Ash Wednesday meditation from Lent is Not Rocket Science

I find it very evocative that the ashes we use on this day come from the destruction of the work of creation.

You might be interested in some of the thoughts of mine about Ash Wednesday that we’ve posted on our diocesan blog. Here’s a taste:

“I find it very evocative that the ashes we use on this day come from the destruction of the work of creation. The microbes and cellular creatures of creation labored for years to organize the minerals and chemicals that made up the structure of the leaf of palm. When we cut the leaf off the tree, taking it away from its source of nourishment and water, those cells began to die. They dried out and become mere husks of what they once were. But the fire of Fat Tuesday released the molecules back into the atmosphere so that a new plant could use them again. Fire, water, air, and Earth are all present in the moment of the creation of the ashes. And though we put the end product on our foreheads, the life-giving parts have been returned to creation to be used again and again.”

The full meditation is posted here.

It’s from my new book published by Forward Movement. You can read the first week’s meditations on our diocesan blog linked above, and download the ebook for Amazon Kindle, Barnes & Noble Nook, or iTunes at a discounted $1.99 price to follow along as we discuss this book the rest of Lent.

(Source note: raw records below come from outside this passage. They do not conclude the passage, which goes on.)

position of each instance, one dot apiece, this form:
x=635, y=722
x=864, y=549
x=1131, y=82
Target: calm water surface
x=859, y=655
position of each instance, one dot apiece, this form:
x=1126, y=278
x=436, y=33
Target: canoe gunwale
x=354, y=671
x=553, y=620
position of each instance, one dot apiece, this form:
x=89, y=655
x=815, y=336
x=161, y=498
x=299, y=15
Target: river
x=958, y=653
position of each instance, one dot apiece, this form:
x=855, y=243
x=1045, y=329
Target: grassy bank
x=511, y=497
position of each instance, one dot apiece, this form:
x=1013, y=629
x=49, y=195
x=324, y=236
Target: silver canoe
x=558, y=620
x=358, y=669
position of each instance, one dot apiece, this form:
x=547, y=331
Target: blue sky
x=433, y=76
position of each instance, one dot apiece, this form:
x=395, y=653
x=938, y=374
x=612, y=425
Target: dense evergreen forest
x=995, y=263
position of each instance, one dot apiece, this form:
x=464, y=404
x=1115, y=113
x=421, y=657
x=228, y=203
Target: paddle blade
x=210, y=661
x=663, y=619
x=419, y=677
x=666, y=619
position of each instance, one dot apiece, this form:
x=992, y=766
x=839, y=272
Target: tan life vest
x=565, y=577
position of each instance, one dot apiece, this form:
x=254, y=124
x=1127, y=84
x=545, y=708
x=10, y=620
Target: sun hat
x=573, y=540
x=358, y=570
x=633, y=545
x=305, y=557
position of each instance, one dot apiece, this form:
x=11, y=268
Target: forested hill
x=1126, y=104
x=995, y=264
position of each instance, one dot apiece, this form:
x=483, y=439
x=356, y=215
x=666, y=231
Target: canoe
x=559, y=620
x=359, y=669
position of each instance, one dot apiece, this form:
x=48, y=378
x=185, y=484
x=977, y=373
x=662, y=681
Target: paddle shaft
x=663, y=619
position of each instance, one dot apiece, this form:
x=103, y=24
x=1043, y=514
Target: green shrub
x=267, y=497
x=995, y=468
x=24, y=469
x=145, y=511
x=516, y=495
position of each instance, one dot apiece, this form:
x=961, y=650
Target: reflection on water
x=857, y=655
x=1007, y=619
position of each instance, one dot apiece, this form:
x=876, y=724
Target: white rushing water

The print editions of the book sold out three weeks ago, but there will be additional copies printed for next year and following. (Links to the ebooks are also found on the diocesan blog.)

Author: Nick Knisely

Episcopal bishop, dad, astronomer, erstwhile dancer...

3 thoughts on “Ash Wednesday meditation from Lent is Not Rocket Science”

  1. I read it this morning. Very meaningful. I had to explain the second flame to my wife, however (she’s not in to science . . . )

  2. Thanks. I tried to get the book and saw it was back ordered.